This is not another piece about why College Football Playoff expansion is or isn't necessary. This is not another diatribe on how a single result serves as proof of one individual's preference. This is, however, an exploration of an undeniable trend.
If you're hoping the four-team playoff expands to six, eight or even 16 teams, we're not trying to dissuade you. If you're begging the powers that be to leave it at four, you're entitled to your opinion.
But after yet another semifinal blowout—Oklahoma's 63-28 loss to LSU—expansion talk demands some perspective.
First, some basic thoughts to explain my bias:
I like the College Football Playoff. The 2019 season is a perfect example of why it's valuable, given that Clemson, LSU and Ohio State all finished 13-0. I'm content with four teams. I don't mind expanding, provided top-ranked programs are granted some sort of advantage like a first-round bye and/or home-field advantage in early rounds. I like football. More football is fun. Fun is good.
If we can agree on the above—or at least not vehemently object to its foundation—excellent. Let's continue.
As currently constructed, the College Football Playoff provides a useful and essential margin for error to top-tier teams that previously would've been held out of contention.
In 2015, 2016 and 2018, the top two seeds (always Alabama or Clemson) advanced to a national title. But in 2014 and 2017, the No. 4 seed (Ohio State and Alabama) won the championship. Then in 2019, a fully deserving Clemson found itself ranked behind LSU and Ohio State—which would've been true if the BCS still existed:
Simply put, not every season has only two deserving championship contenders. The current setup accounts for that.
You might have objected to exclusions along the way (2014 TCU, 2016 Penn State, 2017 Ohio State or 2017/2018 UCF). Yet despite the CFP selection committee's ever-changing judgments of what matters most in a ranking—or so it seems, at least—the final Top Four has consistently proved correct.
Through the 2019 semifinals, the favored teams in the initial round own a 9-3 record, per Vegas Insiders data.
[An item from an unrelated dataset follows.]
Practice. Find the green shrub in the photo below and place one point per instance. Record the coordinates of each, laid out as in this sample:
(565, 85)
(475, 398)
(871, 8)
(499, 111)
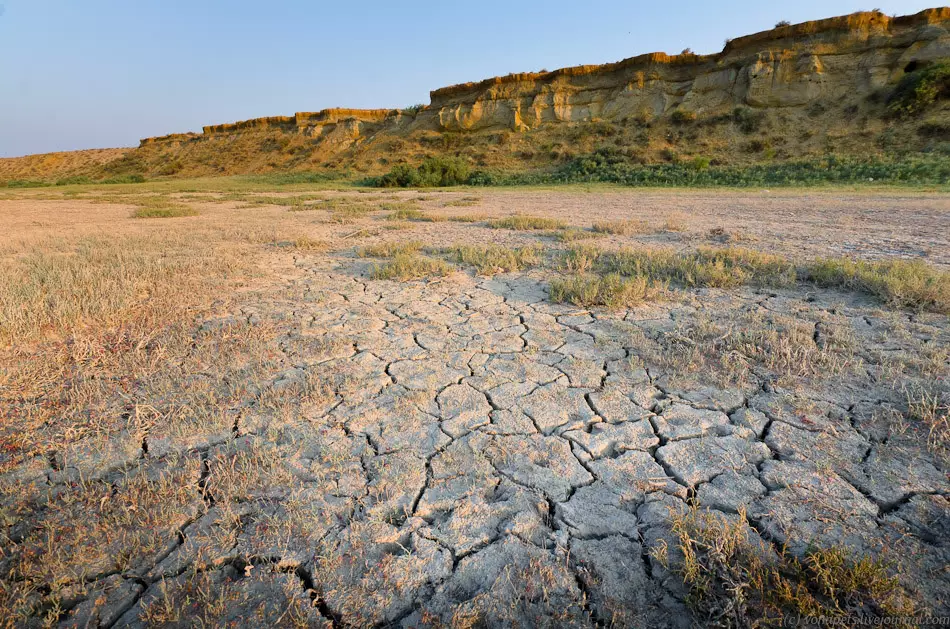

Only one underdog winner had a spread greater than four points, and of those, only 2014 Ohio State was a controversial inclusion.
The correct teams are making it, and the favorites are usually winning.
Yes, any controversy in the rankings might be enough for you to believe expansion is necessary. While disagreements are inevitable and expansion doesn't solve it—look at March Madness; we argue about 68 teams—it's a reasonable conclusion.
If you want expansion, though, be prepared for blowouts. Through six editions of the College Football Playoff, five semifinal matchups have included a margin of 27-plus points.
2014 (Rose Bowl): Oregon 59, Florida State 20
2015 (Cotton Bowl): Alabama 38, Michigan State 0
2016 (Fiesta Bowl): Clemson 31, Ohio State 0
2018 (Cotton Bowl): Clemson 30, Notre Dame 3
2019 (Peach Bowl): LSU 63, Oklahoma 28
Throw in three more margins of 17-plus points, and only four semifinals have featured a final score within two possessions.
Plus, according to Vegas Insiders, seven of the 12 semifinals have included a spread of eight-plus points. In those games, the underdog is 1-6 with every loss by at least 11 points.
Just as not every season has only two title contenders, not every year has four realistic options, either. Since the likelihood of eight legitimate title hopefuls is infinitesimal, expanding the playoff is begging for more lopsided results.
Would an expanded CFP be more compelling? Probably! Teams ranked between fifth and eighth should win a game regularly and the national championship once in a while. And every upset only adds to the drama of a championship tournament.
Surely, it would be more profitable, and that's also a significant factor. Money—despite what the NCAA publicly says—rules the sport. Playing quarterfinal games at on-campus sites would provide a financial windfall to top-ranked teams.
For good measure, on-campus sites mean a true student-led home-field advantage would become a factor in these games.
The appeal of expansion is obvious. And if you'd like to argue it's also inevitable, that's fine.
Nevertheless, the six-year history of the CFP clearly indicates that expansion advocates must be prepared for several one-sided games in the quarterfinals and semifinals each season.
The current four-team setup is working sufficiently well. Increasing the number of participants would be enjoyable, too. But an expanded CFP certainly won't prevent lopsided results.